I gave someone (a Christian I love very much) a copy of a book recently at their request. I knew that the book would probably cause them to do some questioning about the origins of their religion. I thought it was cool that they asked me for it. To make a long story short, this person read about a chapter and then stopped. I’m not sure if he’ll pick it up again, but it didn’t seem likely that he would. He said he had “heard that stuff before,” and then gave me an apologetic response to it. I wish I would have debated him more, but I’m not at the point yet where I feel comfortable doing that. I don’t feel like I have enough of the facts down. I've been reading a lot, but I have a hard time remembering dates and details. I didn't want to come off like I don’t know what I’m talking about.
Anyway, I can’t say I’m not disappointed. It seems like he opened the book, saw that he had already read some apologetics to “cover” it, and just put it back down. I’m sure he felt as if his faith had won again (just like he knew it would). It disappointed me. It’s unfair to assume that just because there are apologetics out there discussing something, the apologetic arguments automatically win. Both sides need to be taken into consideration. While I’m glad (and still surprised) that he at least tried to read something like that, I’m disappointed that he didn’t even bother to read the whole thing. That book was fascinating to me from beginning to end.
But... rather than shaking my fist in the air, I’ve been putting myself into “Past Lyndsay’s” shoes. It’s a scary place to be, but it gives me a lot of insight. I think it’s important that I don’t forget the way I was before and the way my mind worked. I sometimes try to forget because, honestly, it’s kind of embarrassing. It’s also painful... like remembering a time I was in bondage.
But when I think about it, I do remember. I remember what it was like to not question even when I pretended I did. I remember what it was like to tell myself that my faith was passing tests even when it wasn’t. I always went into it with my conclusion already made. It’s very strange to me now that I didn’t realize it at the time, but I think I probably just refused to realize it. I didn’t want to reach any other conclusion. It wasn’t that I was assessing the arguments I heard; it was that I was “standing up to them” because I thought that having faith no matter what made me a good Christian (i.e. a good person). It was rewarding to feel right. Besides, the idea that I could be wrong was so terrifying – so mind-blowingly life altering – that I didn’t even consider it. I couldn’t.
As detrimental as my faith was to me, it also made me feel good. It made me feel special. I knew something that only a select group of people knew. I remember what it was like to belong to my old church. It was as if we were all part of a special, secret group. Everyone was welcome to join, but not many people were insightful enough to accept the truth we were so sure of. We (the young people) looked to the adults as if they had all the answers. I think on some level we figured that the only reason we had questions (whether we admitted it or not) was because we weren’t as experienced as they were. We didn’t know as much as they did. They told us who “God” was, who “Jesus” was, what the message of the Bible was, and we really didn’t (couldn’t?) question it very much at all. We (or at least I) figured that they knew it for sure. Why else would they bother teaching it to us every Sunday? It’s funny how we view adults when we’re young. Looking back, I see that they were all just as lost as I was... but they felt good because they didn’t admit it to themselves. They were surrounded by other people who didn’t admit it. They felt like I did: they felt special.

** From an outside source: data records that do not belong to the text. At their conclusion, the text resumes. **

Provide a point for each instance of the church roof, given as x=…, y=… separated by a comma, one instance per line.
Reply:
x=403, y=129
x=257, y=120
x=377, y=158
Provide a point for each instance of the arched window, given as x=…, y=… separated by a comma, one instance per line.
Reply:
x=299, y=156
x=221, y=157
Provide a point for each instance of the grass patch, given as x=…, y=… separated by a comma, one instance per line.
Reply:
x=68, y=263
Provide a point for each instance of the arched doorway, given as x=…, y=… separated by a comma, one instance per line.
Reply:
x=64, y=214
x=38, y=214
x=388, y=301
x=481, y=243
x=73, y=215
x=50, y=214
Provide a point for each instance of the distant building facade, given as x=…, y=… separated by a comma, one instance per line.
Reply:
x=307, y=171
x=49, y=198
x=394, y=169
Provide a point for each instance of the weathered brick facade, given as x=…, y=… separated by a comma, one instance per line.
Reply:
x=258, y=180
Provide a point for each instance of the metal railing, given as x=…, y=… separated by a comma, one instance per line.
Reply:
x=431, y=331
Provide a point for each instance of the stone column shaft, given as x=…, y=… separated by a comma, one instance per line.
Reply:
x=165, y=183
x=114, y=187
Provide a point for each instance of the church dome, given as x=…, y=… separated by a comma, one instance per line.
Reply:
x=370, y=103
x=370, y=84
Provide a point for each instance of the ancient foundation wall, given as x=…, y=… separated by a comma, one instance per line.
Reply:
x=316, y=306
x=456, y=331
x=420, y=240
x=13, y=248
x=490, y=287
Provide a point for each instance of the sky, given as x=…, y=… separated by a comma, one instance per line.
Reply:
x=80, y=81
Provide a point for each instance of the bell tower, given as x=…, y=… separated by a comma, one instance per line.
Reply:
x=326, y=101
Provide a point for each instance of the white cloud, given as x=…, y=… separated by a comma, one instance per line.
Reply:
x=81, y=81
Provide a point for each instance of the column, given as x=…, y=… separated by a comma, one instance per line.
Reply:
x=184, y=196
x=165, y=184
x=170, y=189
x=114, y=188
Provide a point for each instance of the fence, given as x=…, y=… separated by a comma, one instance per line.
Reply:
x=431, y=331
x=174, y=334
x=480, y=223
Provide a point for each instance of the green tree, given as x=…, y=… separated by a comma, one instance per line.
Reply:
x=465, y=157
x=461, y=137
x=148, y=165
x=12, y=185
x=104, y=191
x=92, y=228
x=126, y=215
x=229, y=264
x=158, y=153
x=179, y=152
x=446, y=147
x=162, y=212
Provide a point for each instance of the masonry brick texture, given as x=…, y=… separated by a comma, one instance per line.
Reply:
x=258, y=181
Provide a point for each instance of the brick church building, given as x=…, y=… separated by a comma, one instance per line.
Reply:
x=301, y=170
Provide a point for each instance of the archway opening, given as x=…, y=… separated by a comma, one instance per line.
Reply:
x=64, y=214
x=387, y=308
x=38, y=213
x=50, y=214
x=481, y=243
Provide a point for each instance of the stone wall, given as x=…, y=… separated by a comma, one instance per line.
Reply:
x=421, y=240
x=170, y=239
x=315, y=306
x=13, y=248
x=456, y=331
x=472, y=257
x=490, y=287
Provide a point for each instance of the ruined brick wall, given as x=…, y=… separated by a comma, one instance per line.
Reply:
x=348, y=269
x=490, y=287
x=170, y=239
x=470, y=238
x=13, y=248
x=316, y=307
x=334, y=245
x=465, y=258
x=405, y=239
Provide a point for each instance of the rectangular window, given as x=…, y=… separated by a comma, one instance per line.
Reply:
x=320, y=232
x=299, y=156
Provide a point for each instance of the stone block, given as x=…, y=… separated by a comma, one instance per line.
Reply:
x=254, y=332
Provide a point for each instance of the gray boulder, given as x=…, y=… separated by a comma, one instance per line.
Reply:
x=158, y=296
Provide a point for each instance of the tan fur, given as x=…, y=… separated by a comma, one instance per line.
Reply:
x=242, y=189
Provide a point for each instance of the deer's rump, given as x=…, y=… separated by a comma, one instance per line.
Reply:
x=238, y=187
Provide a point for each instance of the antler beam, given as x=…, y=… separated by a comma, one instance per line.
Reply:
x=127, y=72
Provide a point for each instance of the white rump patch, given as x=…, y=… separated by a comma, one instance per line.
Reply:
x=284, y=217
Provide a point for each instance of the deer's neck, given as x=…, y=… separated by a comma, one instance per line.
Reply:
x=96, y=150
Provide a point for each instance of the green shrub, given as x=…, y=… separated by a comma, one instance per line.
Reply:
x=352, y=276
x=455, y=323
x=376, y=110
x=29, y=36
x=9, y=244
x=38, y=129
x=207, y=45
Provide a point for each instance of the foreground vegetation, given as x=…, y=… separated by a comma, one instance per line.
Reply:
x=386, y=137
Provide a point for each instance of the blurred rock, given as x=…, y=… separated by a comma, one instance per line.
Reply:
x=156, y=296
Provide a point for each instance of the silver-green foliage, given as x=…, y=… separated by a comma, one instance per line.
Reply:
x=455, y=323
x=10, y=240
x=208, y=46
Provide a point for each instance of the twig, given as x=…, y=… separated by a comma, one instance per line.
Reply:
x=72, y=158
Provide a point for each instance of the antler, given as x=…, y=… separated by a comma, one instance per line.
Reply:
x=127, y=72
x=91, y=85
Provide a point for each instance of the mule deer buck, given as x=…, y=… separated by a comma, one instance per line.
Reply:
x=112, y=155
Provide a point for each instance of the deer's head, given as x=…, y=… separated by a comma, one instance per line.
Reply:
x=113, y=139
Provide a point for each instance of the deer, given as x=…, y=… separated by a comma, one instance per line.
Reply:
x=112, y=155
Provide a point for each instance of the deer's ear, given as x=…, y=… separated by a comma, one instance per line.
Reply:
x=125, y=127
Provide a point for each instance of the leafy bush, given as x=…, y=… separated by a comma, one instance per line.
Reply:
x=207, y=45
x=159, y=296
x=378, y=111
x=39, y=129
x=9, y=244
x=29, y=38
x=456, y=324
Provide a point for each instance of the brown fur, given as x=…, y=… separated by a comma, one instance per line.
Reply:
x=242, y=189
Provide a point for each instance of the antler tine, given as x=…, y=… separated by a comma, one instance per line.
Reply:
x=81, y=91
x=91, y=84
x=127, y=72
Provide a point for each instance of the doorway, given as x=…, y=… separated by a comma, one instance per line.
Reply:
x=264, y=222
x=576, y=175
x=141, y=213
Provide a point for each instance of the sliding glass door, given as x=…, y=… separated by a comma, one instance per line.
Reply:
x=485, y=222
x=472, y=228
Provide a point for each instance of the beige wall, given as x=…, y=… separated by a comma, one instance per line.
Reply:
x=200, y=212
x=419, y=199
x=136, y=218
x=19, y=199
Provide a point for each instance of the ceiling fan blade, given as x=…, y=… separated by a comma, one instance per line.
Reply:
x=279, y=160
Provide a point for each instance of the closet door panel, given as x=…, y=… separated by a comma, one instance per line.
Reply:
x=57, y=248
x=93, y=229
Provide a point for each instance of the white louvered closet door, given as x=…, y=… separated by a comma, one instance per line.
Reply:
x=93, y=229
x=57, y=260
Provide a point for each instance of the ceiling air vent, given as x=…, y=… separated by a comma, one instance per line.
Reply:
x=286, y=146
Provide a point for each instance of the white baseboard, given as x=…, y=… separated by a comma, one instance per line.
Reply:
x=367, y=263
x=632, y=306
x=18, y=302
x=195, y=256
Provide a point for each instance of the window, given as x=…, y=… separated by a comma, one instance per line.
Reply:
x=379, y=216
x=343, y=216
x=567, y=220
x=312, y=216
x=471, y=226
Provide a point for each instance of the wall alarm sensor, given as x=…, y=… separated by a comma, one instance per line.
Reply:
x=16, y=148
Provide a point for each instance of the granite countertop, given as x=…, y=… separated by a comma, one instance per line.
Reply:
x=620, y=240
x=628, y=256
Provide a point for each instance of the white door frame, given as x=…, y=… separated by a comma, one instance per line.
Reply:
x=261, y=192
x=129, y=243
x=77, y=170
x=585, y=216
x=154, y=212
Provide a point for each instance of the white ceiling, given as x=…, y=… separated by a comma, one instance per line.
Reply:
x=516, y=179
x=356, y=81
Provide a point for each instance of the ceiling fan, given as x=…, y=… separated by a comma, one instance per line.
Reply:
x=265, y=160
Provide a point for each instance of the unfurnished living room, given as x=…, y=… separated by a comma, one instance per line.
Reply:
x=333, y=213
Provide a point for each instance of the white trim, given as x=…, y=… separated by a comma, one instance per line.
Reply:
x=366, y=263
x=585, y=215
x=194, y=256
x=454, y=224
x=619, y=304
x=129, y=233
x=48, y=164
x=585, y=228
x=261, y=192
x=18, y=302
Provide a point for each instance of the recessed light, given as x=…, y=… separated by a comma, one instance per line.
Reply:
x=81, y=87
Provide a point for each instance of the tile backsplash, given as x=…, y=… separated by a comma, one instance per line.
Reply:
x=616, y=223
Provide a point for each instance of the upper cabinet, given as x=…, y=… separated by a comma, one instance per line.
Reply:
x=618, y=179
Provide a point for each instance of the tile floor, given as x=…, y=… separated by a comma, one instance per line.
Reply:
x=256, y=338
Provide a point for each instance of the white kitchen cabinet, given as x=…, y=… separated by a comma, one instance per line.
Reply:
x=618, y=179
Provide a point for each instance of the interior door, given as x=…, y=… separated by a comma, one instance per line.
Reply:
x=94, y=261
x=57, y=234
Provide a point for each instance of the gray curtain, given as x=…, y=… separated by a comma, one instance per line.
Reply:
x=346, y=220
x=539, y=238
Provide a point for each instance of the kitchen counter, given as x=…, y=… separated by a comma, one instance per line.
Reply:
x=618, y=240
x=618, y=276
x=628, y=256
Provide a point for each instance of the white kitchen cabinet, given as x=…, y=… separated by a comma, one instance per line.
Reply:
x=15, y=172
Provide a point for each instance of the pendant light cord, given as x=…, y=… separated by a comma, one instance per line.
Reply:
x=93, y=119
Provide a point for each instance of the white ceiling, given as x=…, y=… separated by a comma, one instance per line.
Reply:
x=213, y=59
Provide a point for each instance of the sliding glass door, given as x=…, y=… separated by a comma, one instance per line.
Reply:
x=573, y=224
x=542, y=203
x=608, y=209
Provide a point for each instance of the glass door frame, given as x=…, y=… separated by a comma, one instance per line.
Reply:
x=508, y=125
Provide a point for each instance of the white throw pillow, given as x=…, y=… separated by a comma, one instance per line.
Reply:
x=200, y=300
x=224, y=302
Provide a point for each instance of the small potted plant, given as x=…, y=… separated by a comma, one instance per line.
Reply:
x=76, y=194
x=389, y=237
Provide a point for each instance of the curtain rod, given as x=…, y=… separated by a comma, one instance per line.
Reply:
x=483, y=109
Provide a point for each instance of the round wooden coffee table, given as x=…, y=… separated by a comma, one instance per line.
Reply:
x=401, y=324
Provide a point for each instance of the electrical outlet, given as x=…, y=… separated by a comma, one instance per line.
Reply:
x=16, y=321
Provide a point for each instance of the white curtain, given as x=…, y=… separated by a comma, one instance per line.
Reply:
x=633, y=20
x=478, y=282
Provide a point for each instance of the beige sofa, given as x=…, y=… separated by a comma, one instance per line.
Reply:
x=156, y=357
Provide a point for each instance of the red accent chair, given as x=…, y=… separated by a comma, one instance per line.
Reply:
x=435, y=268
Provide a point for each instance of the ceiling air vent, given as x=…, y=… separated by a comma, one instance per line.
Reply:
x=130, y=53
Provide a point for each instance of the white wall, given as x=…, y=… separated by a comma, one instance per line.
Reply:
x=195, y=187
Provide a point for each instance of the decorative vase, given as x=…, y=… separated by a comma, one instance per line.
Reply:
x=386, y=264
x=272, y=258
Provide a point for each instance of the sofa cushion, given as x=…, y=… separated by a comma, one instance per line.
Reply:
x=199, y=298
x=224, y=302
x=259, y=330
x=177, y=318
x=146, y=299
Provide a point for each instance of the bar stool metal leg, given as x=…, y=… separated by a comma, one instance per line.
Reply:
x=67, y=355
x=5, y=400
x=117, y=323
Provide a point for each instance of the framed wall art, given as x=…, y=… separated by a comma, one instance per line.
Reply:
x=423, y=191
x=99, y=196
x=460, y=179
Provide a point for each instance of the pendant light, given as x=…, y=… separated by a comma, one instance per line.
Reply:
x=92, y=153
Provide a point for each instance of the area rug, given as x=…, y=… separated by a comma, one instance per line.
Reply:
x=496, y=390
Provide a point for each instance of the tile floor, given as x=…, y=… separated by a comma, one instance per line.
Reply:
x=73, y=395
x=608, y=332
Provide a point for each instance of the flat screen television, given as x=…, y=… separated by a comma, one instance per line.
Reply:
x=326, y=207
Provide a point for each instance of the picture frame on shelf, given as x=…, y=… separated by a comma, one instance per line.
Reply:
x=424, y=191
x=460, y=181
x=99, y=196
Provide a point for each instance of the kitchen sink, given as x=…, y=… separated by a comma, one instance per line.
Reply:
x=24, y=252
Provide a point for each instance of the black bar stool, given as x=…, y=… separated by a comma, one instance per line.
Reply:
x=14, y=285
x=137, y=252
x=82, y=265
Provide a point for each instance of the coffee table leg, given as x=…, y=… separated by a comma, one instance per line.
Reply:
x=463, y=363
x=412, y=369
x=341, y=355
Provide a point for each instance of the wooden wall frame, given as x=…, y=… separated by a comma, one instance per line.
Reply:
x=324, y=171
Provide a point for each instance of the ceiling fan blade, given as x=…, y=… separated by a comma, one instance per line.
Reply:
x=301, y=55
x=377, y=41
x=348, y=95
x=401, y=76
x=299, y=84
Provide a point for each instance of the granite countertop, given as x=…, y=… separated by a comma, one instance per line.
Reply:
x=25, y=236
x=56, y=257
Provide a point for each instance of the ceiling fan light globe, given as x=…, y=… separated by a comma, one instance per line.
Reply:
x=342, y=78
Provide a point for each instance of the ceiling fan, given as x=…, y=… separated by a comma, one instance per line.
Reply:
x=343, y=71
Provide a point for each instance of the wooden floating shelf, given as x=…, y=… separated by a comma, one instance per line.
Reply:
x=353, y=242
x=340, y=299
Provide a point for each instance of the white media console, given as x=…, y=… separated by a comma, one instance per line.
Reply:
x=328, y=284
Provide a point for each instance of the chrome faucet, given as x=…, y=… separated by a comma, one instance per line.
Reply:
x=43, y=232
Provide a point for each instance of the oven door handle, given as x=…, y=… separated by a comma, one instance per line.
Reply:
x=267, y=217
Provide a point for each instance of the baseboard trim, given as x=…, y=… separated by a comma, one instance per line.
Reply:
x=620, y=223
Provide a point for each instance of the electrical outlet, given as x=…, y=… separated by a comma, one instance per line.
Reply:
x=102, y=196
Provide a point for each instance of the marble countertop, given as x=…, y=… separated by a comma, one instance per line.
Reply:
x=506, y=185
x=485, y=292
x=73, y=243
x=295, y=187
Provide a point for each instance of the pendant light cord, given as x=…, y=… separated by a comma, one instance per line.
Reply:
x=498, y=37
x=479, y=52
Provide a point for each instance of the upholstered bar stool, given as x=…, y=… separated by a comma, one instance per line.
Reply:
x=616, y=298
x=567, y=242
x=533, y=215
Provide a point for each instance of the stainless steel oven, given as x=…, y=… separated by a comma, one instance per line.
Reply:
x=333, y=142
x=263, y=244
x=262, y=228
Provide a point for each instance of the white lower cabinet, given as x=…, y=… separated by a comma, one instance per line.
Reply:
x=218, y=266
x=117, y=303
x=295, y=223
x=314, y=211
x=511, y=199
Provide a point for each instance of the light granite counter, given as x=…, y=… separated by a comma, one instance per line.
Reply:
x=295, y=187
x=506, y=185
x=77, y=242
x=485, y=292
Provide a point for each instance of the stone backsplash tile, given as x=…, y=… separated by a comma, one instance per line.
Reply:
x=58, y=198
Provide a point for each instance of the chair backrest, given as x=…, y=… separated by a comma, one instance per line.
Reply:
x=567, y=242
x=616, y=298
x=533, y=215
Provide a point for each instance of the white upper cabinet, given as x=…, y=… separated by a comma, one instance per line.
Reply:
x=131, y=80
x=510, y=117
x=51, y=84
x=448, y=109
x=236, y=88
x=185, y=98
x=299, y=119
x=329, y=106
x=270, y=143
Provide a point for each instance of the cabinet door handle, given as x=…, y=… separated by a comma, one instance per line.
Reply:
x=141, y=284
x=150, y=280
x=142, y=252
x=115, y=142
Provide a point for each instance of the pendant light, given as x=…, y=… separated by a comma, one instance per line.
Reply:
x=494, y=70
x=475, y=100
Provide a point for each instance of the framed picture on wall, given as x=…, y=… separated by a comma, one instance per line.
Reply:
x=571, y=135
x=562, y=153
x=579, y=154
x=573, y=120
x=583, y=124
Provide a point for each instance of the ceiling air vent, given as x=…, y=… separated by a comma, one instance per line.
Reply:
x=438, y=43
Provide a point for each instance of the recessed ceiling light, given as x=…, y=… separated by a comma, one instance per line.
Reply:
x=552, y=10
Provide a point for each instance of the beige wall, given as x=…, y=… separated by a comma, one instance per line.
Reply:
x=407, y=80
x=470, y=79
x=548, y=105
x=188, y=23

I know for a fact that questioning those beliefs is insanely difficult. It feels so, so, so wrong. It means choosing the tiny voice that says, “Keep going. You’re okay. It makes no sense for God to hate you for seeking the truth.” over that BOOMING voice that says, “You’re going to hell if you keep going with this. You’ll lose all your friends. You’re disappointing God. If you stop believing, you won’t have the comfort that your deceased loved ones are in heaven. You won’t have anyone to go to when you’re sad. You can’t pray anymore. You’ll be alone. Life will be meaningless. You’re disappointing everyone who cares about you.”
Honestly if I had been active in a church when I started questioning, I probably would have just kept on ignoring those questions. I don’t know that I would have ignored them forever, but it would have made my “journey” much longer. So... I don’t know. I guess as disappointed as I am in his decision to blow off the book, I understand it in a way. I remember how it felt to belong to a church that was so sure that they were right... so “on fire for God” and so dedicated to “saving souls.” I was beyond questioning whether or not it was true. I knew it was true. I wouldn’t allow myself to consider that it wasn’t.
Every challenge to my faith was just another feather in my cap... another thing I was strong enough to stand up to and still hold on to my god... another reminder of what a good and faithful Christian I was.